Kulinarisches Kino auf der Berlinale Manche mögen's kalt

Frisch verheiratet, schlecht gelaunt: Die geschickte Köchin Haru und der ungeschickte Samurai-Koch Yasunobo in dem Film "Bushi No Kondate".

Aufmüpfige Frau verliebt sich in aufmüpfigen Mann, am Ende gibt es zarten Fisch: Das Kulinarische Kino ist nicht die schlechteste Idee der Berlinale. Wenn auch für Berliner Verhältnisse zu einem gesalzenen Preis.

Von Ruth Schneeberger, Berlin

Und schon wieder nostalgisches Kino: Die beiden großen Themen der Berlinale in diesem Jahr sind einerseits Sex und andererseits die Sehnsucht nach vergangenen Zeiten - beides zusammen bekommt man aber selten zu sehen.

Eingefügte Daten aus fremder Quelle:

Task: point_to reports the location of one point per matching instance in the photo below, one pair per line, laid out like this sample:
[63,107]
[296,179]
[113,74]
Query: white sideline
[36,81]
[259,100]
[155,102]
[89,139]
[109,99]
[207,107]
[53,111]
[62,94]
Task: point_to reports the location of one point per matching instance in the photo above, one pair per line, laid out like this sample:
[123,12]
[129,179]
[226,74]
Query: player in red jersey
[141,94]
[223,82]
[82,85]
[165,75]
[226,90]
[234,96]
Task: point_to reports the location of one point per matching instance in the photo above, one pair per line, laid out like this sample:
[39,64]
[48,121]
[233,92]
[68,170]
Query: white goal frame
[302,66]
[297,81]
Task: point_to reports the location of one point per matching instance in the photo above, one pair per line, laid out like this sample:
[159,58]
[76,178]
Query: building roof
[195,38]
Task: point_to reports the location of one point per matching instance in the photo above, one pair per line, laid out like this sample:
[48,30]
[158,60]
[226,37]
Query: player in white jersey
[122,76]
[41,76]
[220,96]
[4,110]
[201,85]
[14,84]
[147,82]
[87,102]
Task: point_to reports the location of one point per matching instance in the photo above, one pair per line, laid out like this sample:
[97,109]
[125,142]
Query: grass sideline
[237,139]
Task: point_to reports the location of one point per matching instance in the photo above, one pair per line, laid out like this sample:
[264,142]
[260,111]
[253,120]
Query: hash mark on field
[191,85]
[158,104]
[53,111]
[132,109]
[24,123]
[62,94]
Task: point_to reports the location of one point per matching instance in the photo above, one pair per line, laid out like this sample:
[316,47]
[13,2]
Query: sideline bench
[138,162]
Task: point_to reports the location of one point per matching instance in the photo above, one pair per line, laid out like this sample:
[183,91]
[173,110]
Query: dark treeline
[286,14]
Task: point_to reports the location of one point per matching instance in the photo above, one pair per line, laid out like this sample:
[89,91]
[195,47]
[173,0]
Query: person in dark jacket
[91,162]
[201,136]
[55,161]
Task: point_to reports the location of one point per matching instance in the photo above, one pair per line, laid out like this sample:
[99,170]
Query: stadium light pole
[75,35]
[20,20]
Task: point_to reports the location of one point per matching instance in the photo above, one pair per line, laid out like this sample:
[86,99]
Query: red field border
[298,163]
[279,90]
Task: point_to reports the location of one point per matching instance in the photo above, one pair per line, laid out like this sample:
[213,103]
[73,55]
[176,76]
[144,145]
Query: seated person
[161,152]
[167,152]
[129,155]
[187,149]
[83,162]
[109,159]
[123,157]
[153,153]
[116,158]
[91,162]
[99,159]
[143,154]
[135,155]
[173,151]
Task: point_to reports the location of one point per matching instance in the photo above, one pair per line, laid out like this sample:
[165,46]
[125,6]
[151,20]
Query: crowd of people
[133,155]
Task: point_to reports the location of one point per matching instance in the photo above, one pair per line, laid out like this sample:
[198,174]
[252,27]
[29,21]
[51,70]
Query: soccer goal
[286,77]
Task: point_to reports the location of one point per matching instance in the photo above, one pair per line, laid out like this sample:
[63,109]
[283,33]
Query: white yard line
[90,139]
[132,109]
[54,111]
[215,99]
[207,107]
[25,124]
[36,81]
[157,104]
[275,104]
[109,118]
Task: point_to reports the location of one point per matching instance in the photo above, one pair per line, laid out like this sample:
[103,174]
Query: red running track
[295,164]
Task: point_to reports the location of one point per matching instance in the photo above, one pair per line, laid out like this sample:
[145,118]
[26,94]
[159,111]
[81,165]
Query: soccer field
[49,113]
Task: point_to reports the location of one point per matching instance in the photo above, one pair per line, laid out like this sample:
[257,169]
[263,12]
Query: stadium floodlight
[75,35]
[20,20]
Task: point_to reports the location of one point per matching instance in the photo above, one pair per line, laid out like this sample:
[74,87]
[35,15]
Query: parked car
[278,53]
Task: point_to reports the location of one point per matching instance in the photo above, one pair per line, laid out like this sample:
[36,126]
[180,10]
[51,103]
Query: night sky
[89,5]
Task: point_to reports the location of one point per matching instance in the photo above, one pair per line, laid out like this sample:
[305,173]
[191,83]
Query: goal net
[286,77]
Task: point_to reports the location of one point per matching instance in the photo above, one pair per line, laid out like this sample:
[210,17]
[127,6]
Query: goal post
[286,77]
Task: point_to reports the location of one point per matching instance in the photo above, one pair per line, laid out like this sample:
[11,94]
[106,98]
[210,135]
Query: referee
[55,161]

So auch nicht in dem japanischen Film "Bushi No Kondate - A Tale of Samurai Cooking", der als "True Love Story" angekündigt wird und tatsächlich auf einer wahren Liebesgeschichte beruht. Aber vor allem das Ständeverhältnis und das mühsame Eheleben im Japan des frühen 18. Jahrhunderts beleuchtet. Zu einer Zeit, als Männer noch Samuraikämpfer und Frauen ihnen untertan waren. Es geht außerdem ums Kochen und ein bisschen auch um Emanzipation.

Einigermaßen umwerfend

mehr...

Weshalb der Film wie geschaffen scheint für das "Kulinarische Kino", das auf der Berlinale allabendlich zu einem besonderen Erlebnis lädt: Die Zuschauer sehen erst den Film im Martin-Gropius-Bau, dann wird im Zelt gegenüber gespeist, was ein Sternekoch zubereitet hat. Zum Dessert wird über das Gesehene geplaudert, mit den Filmemachern und Experten zum Thema.

Perfekt unperfekt

Und in der Tat: Es ist ein Fest für fast alle Sinne. Weil in "Bushi No Kondate" die beiden Hauptdarsteller (Aya Ueto als so aufmüpfige wie unterwürfige perfekt unperfekte japanische Ehefrau und Kengo Kora als ebenso perfekt unperfekter Koch, der lieber Schwertkämpfer wäre) ein wahrer Augenschmaus sind. Genau wie das im Film äußerst vielfältig und kunstvoll zubereitete Essen, als weiterer Hauptdarsteller. Und weil der Film über eine Frau, die ihrem Mann das Kochen beibringen muss, gleichzeitig so rührend wie lustig ist und das anschließende Menü, zubereitet von Michael Kempf, der ein Restaurant am Postdamer Platz und gerade seinen zweiten Stern erhalten hat, auch nochmal perfekt unperfekt dazu passt.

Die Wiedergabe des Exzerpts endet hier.